I noticed this past Tuesday how empty loneliness can feel – how realistically loneliness is a lie – a trick of the enemy to deter us from keeping our eyes fixed upon the way of Christ – and to seek, in the flesh to somehow motivate, or make happen some random act that will in turn satisfy our longing to feel like we belong. Loneliness is such an icky feeling. I find myself wondering sometimes how people like Mother Theresa walked all those years – seemingly alone – loving others with all they are. Then I am reminded that she never walked alone – Christ was always with her.

In our world today, I feel as though we measure our success and worth based solely upon the works of others for our benefit. We weigh carefully who writes on our facebook wall, or sends us an e-mail just to let us know they care. We measure our worthiness to be loved through text messages, or Friday night dates with the good lookin’ fella everyone in town is just dying to know – and somehow among that stewing pot of self-effort, we find ourselves still dry, still hurting, still lonely – still empty and unsatisfied.

Why? I think it is mainly because we have chosen to believe we are somehow capable of filling and sustaining ourselves, when in reality – without Jesus, we crumble and basically combust. Overall it ends up not being a very pretty picture. To pursue life without Christ is to pursue, inevitably – failure.
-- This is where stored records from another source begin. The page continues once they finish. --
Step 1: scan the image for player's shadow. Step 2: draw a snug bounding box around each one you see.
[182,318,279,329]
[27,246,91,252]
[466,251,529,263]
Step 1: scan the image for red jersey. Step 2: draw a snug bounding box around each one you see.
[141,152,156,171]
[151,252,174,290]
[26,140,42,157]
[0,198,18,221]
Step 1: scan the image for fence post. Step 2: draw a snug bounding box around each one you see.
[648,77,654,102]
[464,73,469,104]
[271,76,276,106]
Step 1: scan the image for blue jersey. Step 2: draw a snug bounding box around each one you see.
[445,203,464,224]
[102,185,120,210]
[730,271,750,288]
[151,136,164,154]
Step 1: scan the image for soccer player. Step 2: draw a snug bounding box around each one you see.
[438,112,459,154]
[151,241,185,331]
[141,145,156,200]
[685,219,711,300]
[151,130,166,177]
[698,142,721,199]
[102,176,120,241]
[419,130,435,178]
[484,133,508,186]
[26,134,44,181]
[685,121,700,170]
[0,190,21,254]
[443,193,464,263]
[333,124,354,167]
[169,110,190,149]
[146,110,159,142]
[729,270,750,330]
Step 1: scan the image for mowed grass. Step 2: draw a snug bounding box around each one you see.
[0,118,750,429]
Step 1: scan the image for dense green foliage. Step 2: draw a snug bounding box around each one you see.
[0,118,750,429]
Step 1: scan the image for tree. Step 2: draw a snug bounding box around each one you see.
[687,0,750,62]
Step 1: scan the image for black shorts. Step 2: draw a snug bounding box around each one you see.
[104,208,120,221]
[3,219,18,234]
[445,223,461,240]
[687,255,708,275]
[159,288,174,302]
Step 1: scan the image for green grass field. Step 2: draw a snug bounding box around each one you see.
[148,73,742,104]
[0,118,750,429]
The Lord reminded me Tuesday night on my drive home from Warner Robins that He is just as much with me on the mountain tops as He is in the valleys – and regardless of how things may seem, I am never alone. I think sometimes I forget just how special I am in God’s eyes. I forget that every time I look in the mirror and think what I see is “ugly” or “needs fixing” – I grieve the heart of God because He made me. He formed me with His hands, individually – knitting me together in my mother’s womb – fashioning me to be a reflection of His glorious image – fearfully and wonderfully made. That's what makes me beautiful. No amount of tune ups or construction projects I decide to embark upon could change how He created me to be. When I strip away my desire to be how others seem to think I should be, I find myself exposed to true, raw, beauty – only possible by the hands of our Maker.


This is important because I find the longer I am here on internship – the more separated I feel from those I love and care for, yet the Lord has been faithful in bringing new people into my life to build me up and challenge me. It is crucial for me in this season of life to cling to the truth of who I am in Christ – to find my identity in Him and Him alone – not in some aspiration or foolish dream. If my heart and focus are solely linked to Christ – I shall not want – I shall not fail – His strength shall sustain me in the midst of trials – and through the pain, my heart shall grow.

When I put this together with the worship songs we sung Tuesday night at House of Grace, my heart is thankful for a God who knows me inside and out – who knows the deepest and most secret thoughts of my heart and mind, and who loves me with unfailing love, even though I have done nothing to deserve it. I think it’s time I walk in humility and quit trying to control the outside circumstances of my life. I believe it is time to let Him guide me along this journey – regardless of how beautifully painful it may be – so I may learn of Him and know Him more!